Lost voice Ⅱ‐キミ ノ オト‐
彼の瞳については、ヴァイオレットは非常に珍しい色であり、それゆえに幼い頃はかなり辛い思いをしたという。
だが、今は色を隠していない。
今はヴァイオレットのカラコンもあるし、さほど気にする人もいないそうだ。
私は、彼の瞳がキレイだと思うし、ありのままでいてくれることを嬉しくも思う。
そして、彼は私に夢をもう一度見させてくれた、恩人でもある。
かつて大切な親友を亡くし、罪の意識から私は失声症を患い、声を無くした。
二度と歌わない、と夢を諦めていた私を、彼は救ってくれた。
そして、過去のしがらみを解いてくれた。
私は彼に感謝しているし、二度と夢を諦めないと誓った。
…天国にいる、大切な親友、アキちゃんと約束したのだ。
たくさん辛いこと悲しいこともあったけれど、今私はrainのボーカリストとして、楽しい日々を過ごしている。
「さて、次は講義だろ。
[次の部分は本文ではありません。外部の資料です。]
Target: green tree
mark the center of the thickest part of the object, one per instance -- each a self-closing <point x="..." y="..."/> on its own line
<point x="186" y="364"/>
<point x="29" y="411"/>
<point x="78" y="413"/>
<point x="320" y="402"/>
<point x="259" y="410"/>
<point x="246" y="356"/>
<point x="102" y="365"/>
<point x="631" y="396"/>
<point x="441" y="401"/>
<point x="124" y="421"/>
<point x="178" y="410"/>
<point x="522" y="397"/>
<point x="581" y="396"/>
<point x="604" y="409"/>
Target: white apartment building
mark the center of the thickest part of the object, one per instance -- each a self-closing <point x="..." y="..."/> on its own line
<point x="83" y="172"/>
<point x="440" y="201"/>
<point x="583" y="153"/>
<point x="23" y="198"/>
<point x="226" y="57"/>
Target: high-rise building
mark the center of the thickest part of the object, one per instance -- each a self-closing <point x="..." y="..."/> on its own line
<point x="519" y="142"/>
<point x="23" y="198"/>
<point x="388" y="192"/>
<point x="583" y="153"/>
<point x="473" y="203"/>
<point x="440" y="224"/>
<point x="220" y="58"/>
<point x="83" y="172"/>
二人とも、行くぞ」
愁生さんが腰をあげると、優兄と暁くんも立ち上がった。
「あ…」
もう行っちゃうのかぁ…。
大学が終わってからまた会えると言うのに、別れ際はいつも寂しい。
そんな私の視線に気付いたのか、暁くんはフッと柔らかく微笑んだ。
「…柚、またあとでね」
「うん、またね。」
私の額にキスをすると、ちょっと名残惜しそうにしながらも離れ、テラスをあとにした。